For more than a hundred years, people have known that dendritic arbors—the projections that neurons use to receive information from other neurons—differ in size and shape depending on neuron type. Now, researchers at the RIKEN Brain Science Institute in Japan have discovered a factor helps shape dendritic arbors. Published in Nature Neuroscience, the work reveals how the protein centrosomin prevents dendrites from branching out.<
Dendrites grow and branch as structural elements called microtubules push the ends out in specific directions. Microtubules are often likened to cellular scaffolding, and are built on site by growing out from one end. To determine how microtubule growth and dendritic branching is regulated, the researchers examined sensory neurons from Drosophila fruit flies.

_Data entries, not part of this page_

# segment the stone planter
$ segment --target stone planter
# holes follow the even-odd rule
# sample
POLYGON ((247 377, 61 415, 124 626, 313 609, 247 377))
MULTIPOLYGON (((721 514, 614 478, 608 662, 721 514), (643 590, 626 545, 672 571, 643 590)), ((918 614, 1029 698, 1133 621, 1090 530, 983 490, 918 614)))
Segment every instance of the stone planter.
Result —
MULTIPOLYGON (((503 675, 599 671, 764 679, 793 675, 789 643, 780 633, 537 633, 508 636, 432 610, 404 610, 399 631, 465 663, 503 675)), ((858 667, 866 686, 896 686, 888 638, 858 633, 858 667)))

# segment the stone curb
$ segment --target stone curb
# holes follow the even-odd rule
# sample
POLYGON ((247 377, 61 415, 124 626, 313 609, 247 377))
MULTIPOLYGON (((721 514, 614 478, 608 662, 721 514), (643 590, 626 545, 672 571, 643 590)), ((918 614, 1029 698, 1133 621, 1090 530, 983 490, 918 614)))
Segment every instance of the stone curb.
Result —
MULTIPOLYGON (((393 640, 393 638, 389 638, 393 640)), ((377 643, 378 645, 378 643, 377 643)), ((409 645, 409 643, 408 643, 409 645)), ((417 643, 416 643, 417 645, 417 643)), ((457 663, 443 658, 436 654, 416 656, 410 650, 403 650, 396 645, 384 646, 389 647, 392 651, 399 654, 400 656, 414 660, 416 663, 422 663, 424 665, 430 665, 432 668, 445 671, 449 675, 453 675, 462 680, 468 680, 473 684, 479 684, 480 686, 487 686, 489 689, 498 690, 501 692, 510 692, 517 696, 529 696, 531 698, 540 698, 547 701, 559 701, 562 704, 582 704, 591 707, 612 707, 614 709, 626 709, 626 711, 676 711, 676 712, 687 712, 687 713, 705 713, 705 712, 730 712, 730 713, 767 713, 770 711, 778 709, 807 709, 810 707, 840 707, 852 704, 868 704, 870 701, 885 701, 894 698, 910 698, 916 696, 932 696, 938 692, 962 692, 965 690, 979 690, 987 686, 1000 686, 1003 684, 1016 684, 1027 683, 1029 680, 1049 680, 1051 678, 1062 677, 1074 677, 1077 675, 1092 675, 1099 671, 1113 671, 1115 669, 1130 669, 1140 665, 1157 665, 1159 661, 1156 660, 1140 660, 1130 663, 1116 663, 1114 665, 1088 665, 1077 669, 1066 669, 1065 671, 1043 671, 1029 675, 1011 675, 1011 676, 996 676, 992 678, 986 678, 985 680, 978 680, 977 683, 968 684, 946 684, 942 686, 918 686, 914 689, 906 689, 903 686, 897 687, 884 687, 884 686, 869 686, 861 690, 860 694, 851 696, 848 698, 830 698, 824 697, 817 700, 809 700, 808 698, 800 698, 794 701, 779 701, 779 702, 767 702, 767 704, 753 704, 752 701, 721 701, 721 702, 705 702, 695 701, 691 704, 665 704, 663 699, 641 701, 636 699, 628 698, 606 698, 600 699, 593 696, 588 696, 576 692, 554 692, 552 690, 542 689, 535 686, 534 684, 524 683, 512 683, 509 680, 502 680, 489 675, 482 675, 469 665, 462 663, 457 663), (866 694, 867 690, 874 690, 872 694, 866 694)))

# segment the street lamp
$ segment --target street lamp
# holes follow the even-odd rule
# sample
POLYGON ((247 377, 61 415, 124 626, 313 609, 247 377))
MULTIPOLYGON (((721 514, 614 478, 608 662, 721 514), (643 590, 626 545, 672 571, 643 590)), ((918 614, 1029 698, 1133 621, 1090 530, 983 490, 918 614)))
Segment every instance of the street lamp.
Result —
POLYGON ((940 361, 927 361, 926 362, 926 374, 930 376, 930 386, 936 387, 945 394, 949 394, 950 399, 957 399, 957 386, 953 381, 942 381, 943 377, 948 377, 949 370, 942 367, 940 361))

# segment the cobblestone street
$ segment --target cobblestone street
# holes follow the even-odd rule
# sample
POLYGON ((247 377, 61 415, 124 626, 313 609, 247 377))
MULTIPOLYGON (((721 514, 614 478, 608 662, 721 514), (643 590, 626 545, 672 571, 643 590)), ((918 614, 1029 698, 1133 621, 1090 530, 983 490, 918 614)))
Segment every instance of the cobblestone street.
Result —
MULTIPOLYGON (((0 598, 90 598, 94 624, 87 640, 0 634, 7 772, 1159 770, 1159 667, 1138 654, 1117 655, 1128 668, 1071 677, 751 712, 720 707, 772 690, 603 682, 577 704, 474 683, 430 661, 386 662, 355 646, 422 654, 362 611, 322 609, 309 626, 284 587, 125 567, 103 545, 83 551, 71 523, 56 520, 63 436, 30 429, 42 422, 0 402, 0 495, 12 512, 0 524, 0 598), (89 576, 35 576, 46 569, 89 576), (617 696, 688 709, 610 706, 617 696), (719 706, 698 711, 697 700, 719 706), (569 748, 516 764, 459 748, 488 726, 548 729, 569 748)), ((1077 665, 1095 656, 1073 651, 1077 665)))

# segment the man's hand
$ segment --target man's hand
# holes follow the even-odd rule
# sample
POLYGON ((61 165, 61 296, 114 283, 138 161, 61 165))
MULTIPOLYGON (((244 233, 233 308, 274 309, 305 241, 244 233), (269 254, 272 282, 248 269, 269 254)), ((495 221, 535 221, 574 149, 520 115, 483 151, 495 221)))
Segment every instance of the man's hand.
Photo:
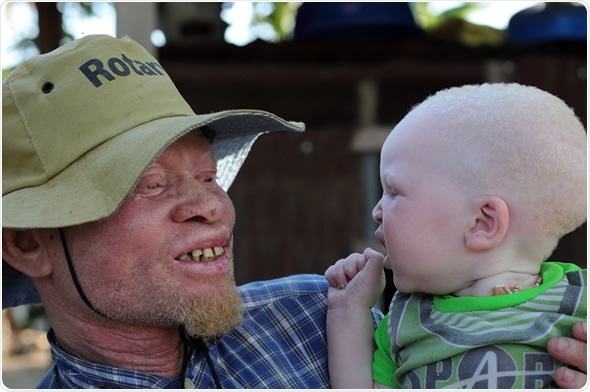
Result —
POLYGON ((586 321, 574 324, 572 332, 575 339, 557 336, 547 343, 549 354, 570 366, 563 366, 555 372, 555 382, 561 388, 579 389, 586 385, 586 324, 586 321))

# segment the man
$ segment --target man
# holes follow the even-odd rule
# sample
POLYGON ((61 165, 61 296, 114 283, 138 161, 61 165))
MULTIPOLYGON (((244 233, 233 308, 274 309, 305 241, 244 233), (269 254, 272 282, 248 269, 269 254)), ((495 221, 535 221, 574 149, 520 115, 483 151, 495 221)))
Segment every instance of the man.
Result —
POLYGON ((195 115, 141 46, 108 36, 30 59, 2 93, 3 307, 45 306, 39 387, 329 387, 325 280, 233 279, 226 190, 261 132, 303 124, 195 115))

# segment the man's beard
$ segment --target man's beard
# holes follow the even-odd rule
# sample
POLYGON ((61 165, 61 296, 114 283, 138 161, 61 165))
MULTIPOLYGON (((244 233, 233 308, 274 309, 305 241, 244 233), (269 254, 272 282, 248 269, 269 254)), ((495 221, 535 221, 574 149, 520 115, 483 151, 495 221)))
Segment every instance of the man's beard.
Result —
POLYGON ((214 338, 241 324, 242 299, 235 287, 228 287, 222 293, 192 298, 180 312, 180 323, 189 336, 214 338))
POLYGON ((103 298, 109 298, 108 302, 111 304, 105 313, 110 319, 129 325, 182 326, 192 337, 218 337, 241 324, 244 313, 242 299, 233 282, 233 276, 209 280, 206 285, 216 286, 217 290, 213 293, 201 292, 187 298, 176 290, 164 290, 150 296, 145 294, 144 288, 135 295, 128 293, 124 300, 120 296, 113 296, 113 290, 108 293, 105 291, 103 298), (129 300, 138 297, 144 301, 138 303, 129 300))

The scientists focused on a type of Drosophila sensory neuron that has very limited dendritic branching and expresses the transcription factor called Abrupt. Researchers began by determining that expression of Abrupt leads to reduced arbors, while its absence leads to more complex arbors. Next, they tested a group of candidate proteins from the pathway of molecular events initiated by Abrupt, looking for one that regulates microtubules. They found that loss of centrosomin—a protein that makes microtubule-based structures necessary for cell division—resulted in more extensive dendritic branching, and its addition could block the increase in branching caused by lack of Abrupt. The team then discovered that by working with another protein called pericentrin, centrosomin could control where new microtubules form within the dendrites.
When one end of a microtubule is attached to something, it does not push out new dendritic branches as it grows. However, when microtubules form at no particular site, the opposite is true, and new branches are more likely to form as it grows. Further testing revealed that centrosomin acts as a glue that fixes microtubules, particularly to Golgi bodies, which is why its presence promotes less complex branching.
“The shape and complexity of neuronal dendrite arbors are often disrupted in neurological diseases,” notes team leader Adrian Moore. “It turns out the two microtubule regulators we found in this study of Drosophila neurons—centrosomin and pericentrin—are encoded by genes mutated in some human brain disorders. As we learn more about how neurons control the growth of dendrites it will help us understand these diseases more completely, and we may learn how to initiate and direct neuron growth as therapy for diseases and after neuronal injury.”